Ben Stein is not a Bible believing Christian. He is a Jew and a journalist, a former speech writer for Presidents Nixon and Ford. Both as a Jew and a journalist he has a very personal interest in anything to do with the Holocaust, the slaughter of some 6 million Jews by Hitler's Nazi regime. For Stein, Darwinism is not just problematic but dangerous even. He contended in a teleconference with the press that Darwin said that there were certain species that were superior to other species and all were competing for scarce supplies of food or resources. But if there was a limited supply of basic resources, Darwinism taught that "you owe it to the superior race to kill the inferior race." Stein further stated that Darwinian evolutionary theory fueled Nazi idealism that felt gypsies, Eastern Europeans and others were competing with them for scarce basic resources. "As a Jew, I am horrified that people thought Jews were so inferior they didn't deserve to live." Referring to the Darwinian theory of natural selection and random mutation, he said that it "led in a straight line to the holocaust and Nazism."
Stein's strictures on Darwinism are right on the money. The blame for the 20th century's blackest nightmare lies fairly and squarely at the door of Darwinian evolution. So it is a dangerous system of belief. But there are other reasons for viewing Darwinism as dangerous, an enemy of liberty of thought and investigation. Stein has produced a documentary film that will hit theaters across the nation in April of this year titled Expelled: No Intelligence Allowed. The film deals with the stranglehold that Darwinists have gained over academia and how its evolutionists are determined to exclude any other possible explanation of origins. He interviews leading atheists and evolutionists, including Richard Dawkins, as well as leading proponents of the theory of Intelligent Design.

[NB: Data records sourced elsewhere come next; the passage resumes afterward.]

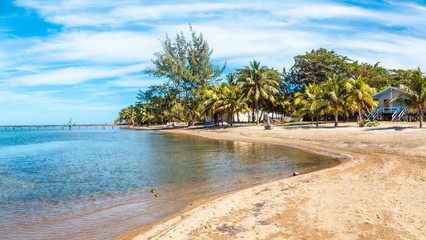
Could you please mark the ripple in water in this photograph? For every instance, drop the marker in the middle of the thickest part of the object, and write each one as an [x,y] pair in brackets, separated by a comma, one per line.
[94,184]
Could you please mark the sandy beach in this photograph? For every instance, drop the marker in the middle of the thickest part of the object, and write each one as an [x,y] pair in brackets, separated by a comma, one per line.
[377,192]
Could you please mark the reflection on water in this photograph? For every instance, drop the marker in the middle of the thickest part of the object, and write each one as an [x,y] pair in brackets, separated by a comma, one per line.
[94,184]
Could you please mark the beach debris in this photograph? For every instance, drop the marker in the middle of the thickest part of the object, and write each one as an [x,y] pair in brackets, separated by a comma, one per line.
[261,222]
[286,188]
[257,207]
[231,229]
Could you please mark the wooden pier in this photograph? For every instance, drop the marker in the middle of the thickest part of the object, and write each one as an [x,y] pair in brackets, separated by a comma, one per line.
[61,127]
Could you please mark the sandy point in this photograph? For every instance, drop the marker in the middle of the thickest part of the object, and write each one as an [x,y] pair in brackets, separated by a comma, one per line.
[378,192]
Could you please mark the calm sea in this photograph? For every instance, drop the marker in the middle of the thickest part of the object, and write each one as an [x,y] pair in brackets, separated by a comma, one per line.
[95,184]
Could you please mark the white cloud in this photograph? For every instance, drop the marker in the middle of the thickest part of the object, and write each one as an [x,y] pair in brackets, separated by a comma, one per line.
[73,75]
[98,47]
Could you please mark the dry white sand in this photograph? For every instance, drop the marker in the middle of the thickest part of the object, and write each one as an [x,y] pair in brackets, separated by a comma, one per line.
[378,192]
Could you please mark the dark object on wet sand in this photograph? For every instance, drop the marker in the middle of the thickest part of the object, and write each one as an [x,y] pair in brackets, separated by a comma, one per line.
[268,126]
[261,222]
[232,230]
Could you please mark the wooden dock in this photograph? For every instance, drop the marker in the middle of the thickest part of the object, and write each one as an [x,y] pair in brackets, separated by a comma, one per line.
[61,127]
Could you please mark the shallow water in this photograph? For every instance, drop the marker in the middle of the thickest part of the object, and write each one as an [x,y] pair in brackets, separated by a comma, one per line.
[95,184]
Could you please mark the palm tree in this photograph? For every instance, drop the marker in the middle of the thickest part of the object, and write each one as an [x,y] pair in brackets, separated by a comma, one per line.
[258,82]
[334,94]
[231,100]
[307,101]
[414,95]
[361,93]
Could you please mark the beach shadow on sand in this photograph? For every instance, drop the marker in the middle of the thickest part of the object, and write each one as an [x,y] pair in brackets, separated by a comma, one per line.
[396,128]
[309,126]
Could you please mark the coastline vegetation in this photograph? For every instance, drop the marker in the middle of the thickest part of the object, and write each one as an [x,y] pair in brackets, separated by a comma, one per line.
[321,85]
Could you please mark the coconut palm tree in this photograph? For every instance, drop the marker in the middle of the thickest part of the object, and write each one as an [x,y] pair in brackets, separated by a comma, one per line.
[307,101]
[231,100]
[414,95]
[334,94]
[361,93]
[258,82]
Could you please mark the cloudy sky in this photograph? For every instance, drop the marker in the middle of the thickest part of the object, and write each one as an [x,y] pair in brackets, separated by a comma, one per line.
[85,58]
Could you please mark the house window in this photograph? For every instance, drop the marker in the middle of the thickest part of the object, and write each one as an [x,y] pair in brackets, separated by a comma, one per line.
[386,103]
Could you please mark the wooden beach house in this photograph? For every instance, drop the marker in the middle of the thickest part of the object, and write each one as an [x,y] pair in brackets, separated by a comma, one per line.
[388,110]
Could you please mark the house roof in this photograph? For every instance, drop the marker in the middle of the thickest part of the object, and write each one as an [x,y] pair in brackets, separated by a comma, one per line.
[384,91]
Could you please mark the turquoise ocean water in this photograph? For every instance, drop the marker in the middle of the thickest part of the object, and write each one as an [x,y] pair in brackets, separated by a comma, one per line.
[95,184]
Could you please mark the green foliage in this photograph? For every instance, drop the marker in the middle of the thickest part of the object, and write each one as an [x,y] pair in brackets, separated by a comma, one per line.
[360,93]
[368,123]
[375,76]
[187,67]
[316,66]
[258,83]
[332,85]
[414,95]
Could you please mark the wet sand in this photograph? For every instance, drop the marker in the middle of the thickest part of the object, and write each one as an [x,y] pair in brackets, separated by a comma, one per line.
[378,192]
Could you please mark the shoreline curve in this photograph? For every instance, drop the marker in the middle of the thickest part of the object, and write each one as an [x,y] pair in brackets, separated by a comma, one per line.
[184,224]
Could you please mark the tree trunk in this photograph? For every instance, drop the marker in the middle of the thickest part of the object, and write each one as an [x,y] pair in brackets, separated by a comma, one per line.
[256,102]
[359,111]
[222,118]
[232,117]
[252,115]
[336,117]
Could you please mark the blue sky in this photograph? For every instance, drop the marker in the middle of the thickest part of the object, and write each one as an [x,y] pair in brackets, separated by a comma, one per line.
[85,58]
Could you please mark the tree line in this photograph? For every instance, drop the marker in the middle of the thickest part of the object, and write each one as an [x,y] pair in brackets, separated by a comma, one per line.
[320,84]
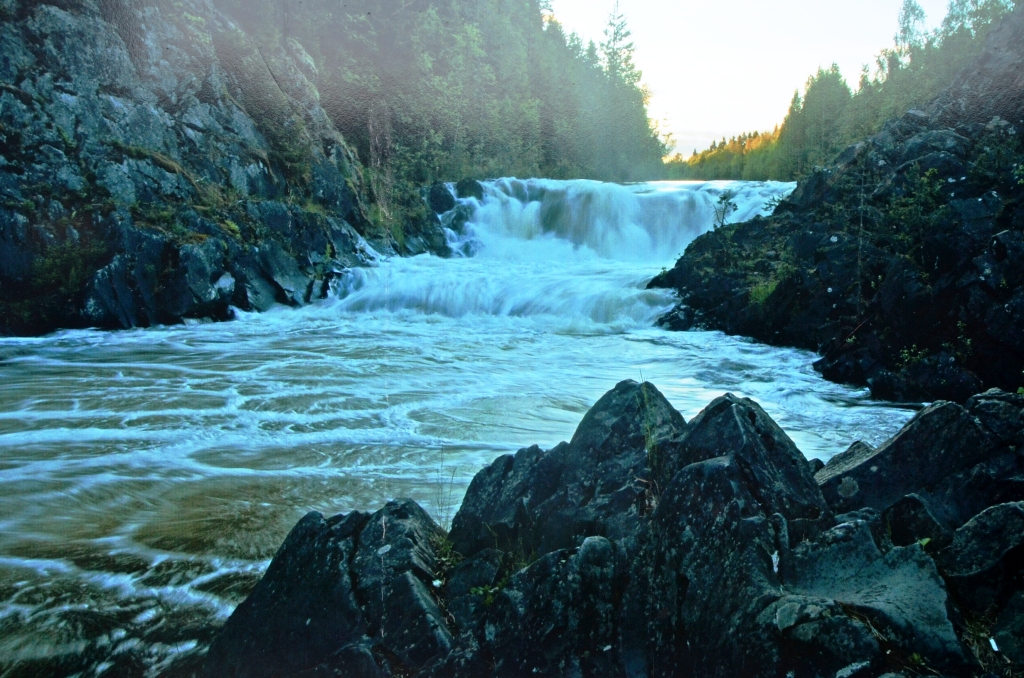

While Stein's film does not seek to validate one theory over the other it does raise questions that evolutionists would rather avoid. Stein asks, "Where did life come from? How did cells get so complex? If the origins of life all did happen by random mutation, where do the laws that make the universe possible to function - the law of gravity, the law of thermodynamics, laws of motion - all come from? Who created these laws that keeps the planets in motion?" As Stein says, "These are fundamental questions" to which Darwinism has no answer.
Don't expect to see Stein's film win any Oscars. But if enough sane people act on the impetus it causes we can see our politicians forced to move to protect freedom of speech in academia. As the executive producer of Expelled: No Intelligence Allowed said, "What we are asking for is freedom of speech ... for people who do research to have freedom to ask the questions they need to ask and go where they need to go."
That sounds good. It is good. But it is enough to give evolutionists across America a heart attack. The last thing Darwinism can stand is competition from people free to think.